R. El arte rupestre, como el que encontramos en las cuevas de Altamira (España) o Lascaux (Francia), no es sólo decoración antigua: es una forma de comunicación que ofrece una ventana a la mente humana prehistórica. Estas pinturas, grabados y símbolos fueron creados hace más de 15,000 años, mucho antes del desarrollo de la escritura, y reflejan aspectos esenciales de la vida, como la caza, la espiritualidad y la conexión con la naturaleza.

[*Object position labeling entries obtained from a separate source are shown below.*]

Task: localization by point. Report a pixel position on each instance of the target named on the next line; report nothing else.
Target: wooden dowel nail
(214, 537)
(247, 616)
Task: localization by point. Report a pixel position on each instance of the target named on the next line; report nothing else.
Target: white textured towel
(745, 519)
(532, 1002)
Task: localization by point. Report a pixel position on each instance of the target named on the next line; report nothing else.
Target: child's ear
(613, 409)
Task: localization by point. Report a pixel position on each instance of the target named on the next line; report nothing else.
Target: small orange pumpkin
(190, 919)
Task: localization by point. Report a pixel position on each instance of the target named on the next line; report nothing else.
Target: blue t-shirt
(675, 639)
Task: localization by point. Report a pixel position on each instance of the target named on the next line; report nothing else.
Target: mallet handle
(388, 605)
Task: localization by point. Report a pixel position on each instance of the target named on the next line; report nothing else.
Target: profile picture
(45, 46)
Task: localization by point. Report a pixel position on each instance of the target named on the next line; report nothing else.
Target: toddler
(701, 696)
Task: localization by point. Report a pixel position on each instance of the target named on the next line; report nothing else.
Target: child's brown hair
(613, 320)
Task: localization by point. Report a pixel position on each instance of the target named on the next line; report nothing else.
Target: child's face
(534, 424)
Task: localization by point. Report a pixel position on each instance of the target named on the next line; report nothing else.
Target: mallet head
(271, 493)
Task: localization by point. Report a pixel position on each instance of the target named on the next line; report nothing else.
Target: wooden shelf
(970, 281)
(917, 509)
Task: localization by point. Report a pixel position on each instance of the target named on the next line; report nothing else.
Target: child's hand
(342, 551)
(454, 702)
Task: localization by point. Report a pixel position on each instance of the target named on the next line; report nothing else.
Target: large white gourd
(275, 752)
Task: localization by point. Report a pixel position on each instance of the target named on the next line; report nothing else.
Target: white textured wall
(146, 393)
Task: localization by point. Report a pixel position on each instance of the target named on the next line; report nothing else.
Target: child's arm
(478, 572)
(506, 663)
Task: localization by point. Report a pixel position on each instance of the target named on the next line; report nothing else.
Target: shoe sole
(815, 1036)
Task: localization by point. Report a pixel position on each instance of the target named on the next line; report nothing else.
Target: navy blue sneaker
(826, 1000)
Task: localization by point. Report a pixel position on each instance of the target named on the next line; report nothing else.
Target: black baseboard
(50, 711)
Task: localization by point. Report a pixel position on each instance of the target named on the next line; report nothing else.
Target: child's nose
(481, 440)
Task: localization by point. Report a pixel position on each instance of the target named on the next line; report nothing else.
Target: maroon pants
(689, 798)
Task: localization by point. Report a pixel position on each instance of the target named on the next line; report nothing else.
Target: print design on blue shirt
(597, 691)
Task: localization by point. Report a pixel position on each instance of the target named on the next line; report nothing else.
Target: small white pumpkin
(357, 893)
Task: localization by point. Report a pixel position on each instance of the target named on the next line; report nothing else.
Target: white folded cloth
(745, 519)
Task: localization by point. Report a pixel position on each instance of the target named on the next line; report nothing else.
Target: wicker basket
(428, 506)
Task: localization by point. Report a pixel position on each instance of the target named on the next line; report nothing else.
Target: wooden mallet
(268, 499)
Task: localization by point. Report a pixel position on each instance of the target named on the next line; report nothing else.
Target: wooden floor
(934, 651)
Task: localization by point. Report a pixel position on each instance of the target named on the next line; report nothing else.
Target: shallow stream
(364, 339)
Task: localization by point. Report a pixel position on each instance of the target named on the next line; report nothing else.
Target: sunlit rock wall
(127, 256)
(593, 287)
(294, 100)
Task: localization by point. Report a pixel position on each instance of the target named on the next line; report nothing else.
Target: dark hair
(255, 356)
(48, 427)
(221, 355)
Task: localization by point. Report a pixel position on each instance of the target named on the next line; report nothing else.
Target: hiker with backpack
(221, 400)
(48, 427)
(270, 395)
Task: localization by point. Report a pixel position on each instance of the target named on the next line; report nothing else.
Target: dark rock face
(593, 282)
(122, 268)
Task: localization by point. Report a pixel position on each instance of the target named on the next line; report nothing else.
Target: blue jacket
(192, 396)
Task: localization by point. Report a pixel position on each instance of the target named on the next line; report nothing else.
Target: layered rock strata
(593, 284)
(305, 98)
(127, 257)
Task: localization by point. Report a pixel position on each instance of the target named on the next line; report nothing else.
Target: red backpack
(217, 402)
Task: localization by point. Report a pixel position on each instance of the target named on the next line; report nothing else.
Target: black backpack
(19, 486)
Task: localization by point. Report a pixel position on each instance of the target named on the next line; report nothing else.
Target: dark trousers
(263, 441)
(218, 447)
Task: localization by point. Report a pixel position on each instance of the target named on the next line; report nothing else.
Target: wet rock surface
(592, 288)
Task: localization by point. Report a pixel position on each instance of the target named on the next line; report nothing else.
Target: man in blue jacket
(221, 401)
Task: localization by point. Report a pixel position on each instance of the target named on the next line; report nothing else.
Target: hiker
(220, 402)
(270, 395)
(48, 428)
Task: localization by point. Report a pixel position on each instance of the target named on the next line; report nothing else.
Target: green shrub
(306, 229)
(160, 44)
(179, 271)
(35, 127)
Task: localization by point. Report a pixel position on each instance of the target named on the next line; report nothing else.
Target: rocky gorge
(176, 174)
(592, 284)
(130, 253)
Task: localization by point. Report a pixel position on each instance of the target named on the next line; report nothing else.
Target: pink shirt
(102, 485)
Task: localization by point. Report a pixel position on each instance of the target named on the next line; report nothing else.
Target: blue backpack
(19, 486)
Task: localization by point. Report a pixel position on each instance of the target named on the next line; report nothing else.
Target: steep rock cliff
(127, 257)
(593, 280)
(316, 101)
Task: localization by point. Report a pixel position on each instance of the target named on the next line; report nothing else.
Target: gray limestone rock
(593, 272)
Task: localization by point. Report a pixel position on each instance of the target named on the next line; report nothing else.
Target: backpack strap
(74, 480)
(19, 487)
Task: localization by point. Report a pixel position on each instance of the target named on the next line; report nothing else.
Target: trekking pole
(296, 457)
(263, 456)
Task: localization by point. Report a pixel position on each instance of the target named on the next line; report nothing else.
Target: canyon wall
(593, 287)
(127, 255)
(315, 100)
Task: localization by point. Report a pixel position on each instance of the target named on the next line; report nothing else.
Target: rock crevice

Lo fascinante del arte rupestre es su sofisticación. Muchas imágenes muestran un profundo conocimiento de anatomía animal, uso de pigmentos naturales, como óxidos de hierro, y técnicas que aprovechan las curvas y texturas de la roca para dar profundidad a las figuras. Algunos expertos creen que estas expresiones artísticas también tenían funciones rituales, como atraer buena fortuna en la caza o transmitir saberes entre generaciones.

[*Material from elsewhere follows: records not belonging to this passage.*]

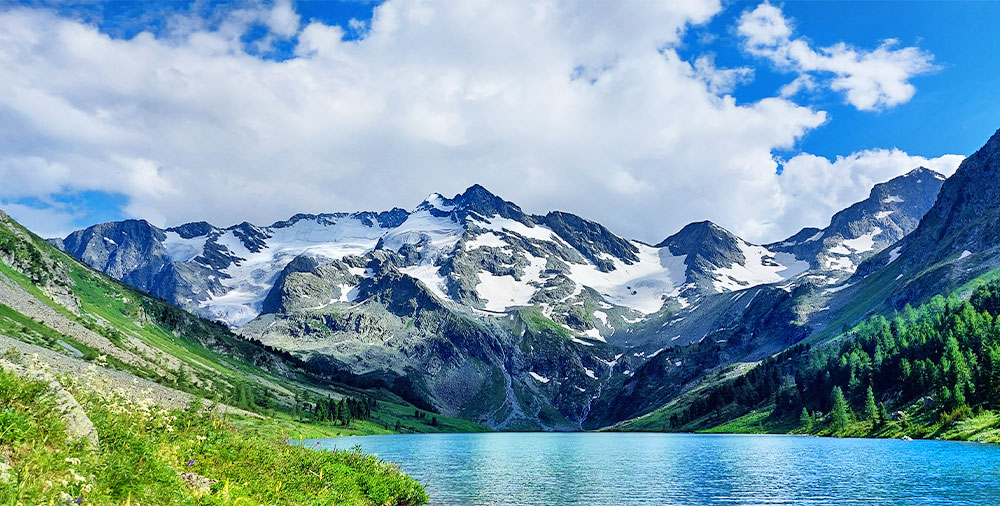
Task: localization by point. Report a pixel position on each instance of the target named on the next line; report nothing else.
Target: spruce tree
(839, 409)
(806, 419)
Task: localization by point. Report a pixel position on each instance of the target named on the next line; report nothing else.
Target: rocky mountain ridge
(471, 307)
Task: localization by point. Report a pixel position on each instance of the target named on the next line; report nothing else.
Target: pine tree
(839, 409)
(871, 410)
(806, 419)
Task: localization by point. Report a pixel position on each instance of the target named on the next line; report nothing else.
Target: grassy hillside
(929, 372)
(70, 321)
(149, 455)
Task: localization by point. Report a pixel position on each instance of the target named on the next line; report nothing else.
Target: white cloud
(813, 188)
(870, 80)
(586, 109)
(720, 80)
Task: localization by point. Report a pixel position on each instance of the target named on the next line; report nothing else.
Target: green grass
(144, 450)
(755, 422)
(383, 421)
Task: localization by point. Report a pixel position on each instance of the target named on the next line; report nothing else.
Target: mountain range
(473, 308)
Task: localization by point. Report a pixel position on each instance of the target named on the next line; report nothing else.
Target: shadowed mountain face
(469, 306)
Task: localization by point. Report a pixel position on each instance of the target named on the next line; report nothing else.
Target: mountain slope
(954, 247)
(470, 307)
(73, 318)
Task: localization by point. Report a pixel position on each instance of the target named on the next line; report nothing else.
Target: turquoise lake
(681, 469)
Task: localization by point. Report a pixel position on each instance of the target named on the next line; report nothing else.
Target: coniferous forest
(930, 366)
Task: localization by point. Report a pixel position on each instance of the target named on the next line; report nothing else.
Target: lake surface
(682, 469)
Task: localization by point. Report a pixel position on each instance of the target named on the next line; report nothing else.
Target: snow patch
(538, 377)
(760, 267)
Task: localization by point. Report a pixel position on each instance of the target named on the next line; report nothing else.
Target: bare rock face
(198, 482)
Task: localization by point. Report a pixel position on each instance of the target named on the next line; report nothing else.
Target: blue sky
(228, 111)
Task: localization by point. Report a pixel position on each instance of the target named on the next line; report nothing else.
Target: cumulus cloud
(870, 80)
(833, 185)
(586, 108)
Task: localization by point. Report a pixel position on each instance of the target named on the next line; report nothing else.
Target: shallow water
(682, 469)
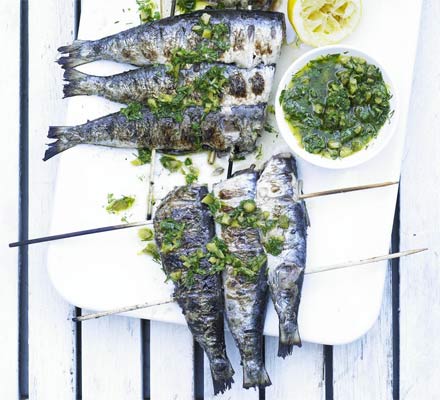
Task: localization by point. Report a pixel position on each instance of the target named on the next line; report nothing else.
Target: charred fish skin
(131, 86)
(244, 87)
(202, 302)
(277, 194)
(254, 37)
(245, 300)
(263, 5)
(230, 128)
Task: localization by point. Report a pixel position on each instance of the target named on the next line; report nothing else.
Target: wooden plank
(111, 347)
(9, 104)
(51, 336)
(299, 376)
(363, 370)
(171, 362)
(420, 219)
(111, 359)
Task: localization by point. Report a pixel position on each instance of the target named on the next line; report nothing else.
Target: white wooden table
(43, 355)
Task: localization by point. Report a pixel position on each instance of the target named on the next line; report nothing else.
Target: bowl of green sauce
(336, 107)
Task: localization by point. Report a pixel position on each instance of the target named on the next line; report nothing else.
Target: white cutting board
(105, 271)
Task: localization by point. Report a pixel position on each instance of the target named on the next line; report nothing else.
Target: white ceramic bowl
(372, 149)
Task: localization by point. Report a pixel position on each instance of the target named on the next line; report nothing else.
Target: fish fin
(284, 350)
(79, 53)
(70, 48)
(289, 337)
(221, 385)
(255, 375)
(74, 86)
(61, 133)
(221, 372)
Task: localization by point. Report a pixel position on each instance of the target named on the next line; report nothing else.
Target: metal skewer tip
(150, 207)
(346, 190)
(370, 260)
(120, 310)
(349, 264)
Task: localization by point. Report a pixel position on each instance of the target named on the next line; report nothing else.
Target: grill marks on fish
(154, 42)
(277, 193)
(245, 300)
(202, 302)
(242, 4)
(244, 86)
(231, 128)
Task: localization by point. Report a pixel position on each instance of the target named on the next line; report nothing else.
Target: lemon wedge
(322, 22)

Además, este arte despierta una conexión emocional: ver una mano estampada en una cueva nos recuerda que alguien estuvo allí, con una intención, una visión y una historia. Es un recordatorio poderoso de que la creatividad es parte esencial de lo que significa ser humano. Por eso, aunque los materiales son simples y el estilo rudimentario, el arte rupestre sigue comunicando, con fuerza y misterio, a través del tiempo, sin distorsión de narradores y entornos artificiales, como los museos.
- ¿BRILLAMOS?
¿Es verdad que el cuerpo humano brilla débilmente?

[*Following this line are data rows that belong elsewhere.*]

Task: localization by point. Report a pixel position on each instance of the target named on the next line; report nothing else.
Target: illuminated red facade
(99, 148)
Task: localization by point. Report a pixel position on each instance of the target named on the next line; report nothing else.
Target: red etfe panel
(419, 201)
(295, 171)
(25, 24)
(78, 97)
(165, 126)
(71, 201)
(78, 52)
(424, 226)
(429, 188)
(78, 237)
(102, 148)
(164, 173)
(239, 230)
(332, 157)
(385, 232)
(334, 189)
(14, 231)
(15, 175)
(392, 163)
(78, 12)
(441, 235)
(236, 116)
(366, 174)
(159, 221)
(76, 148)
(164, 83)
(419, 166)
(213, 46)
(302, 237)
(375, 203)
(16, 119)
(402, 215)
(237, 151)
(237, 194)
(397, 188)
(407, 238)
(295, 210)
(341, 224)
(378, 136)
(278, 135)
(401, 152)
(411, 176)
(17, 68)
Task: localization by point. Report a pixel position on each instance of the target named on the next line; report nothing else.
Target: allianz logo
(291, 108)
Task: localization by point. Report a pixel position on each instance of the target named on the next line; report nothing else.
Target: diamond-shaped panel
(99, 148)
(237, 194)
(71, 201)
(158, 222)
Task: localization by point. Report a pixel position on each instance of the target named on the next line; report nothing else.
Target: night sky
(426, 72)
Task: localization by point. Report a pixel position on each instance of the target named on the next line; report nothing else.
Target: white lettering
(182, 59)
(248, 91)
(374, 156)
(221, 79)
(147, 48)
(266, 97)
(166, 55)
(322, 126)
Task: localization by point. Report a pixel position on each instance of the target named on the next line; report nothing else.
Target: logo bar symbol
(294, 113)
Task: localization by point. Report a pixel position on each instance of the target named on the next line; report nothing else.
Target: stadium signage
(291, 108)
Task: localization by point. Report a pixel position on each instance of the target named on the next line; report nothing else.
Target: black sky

R. Sorprendentemente, sí: los seres humanos emiten luz, aunque en niveles tan bajos que nuestros ojos no pueden percibirlo. Este fenómeno, conocido como “bioluminiscencia humana”, fue confirmado por científicos japoneses en 2009 utilizando cámaras extremadamente sensibles. Descubrieron que nuestros cuerpos emiten fotones —partículas de luz— especialmente en la cara, el cuello y las manos, y que esta emisión varía a lo largo del día, siendo más intensa en la tarde. La luz se produce como subproducto de las reacciones químicas que ocurren cuando las células metabolizan alimentos y oxígeno. Durante este proceso, se generan radicales libres que pueden reaccionar con lípidos y otras moléculas, produciendo fotones. Aunque esta bioluminiscencia no tiene un propósito funcional (a diferencia de animales como luciérnagas o peces abisales), nos revela detalles interesantes sobre el metabolismo, el envejecimiento celular y el estrés oxidativo. En términos poéticos, podríamos decir que cada persona tiene su propio resplandor interno, imperceptible, pero constante. La ciencia apenas está comenzando a estudiar si estos niveles de luz podrían ofrecer información sobre la salud o el estado físico del individuo. Así que, aunque no brillamos como estrellas, la física cuántica nos confirma que estamos llenos de luz… literalmente.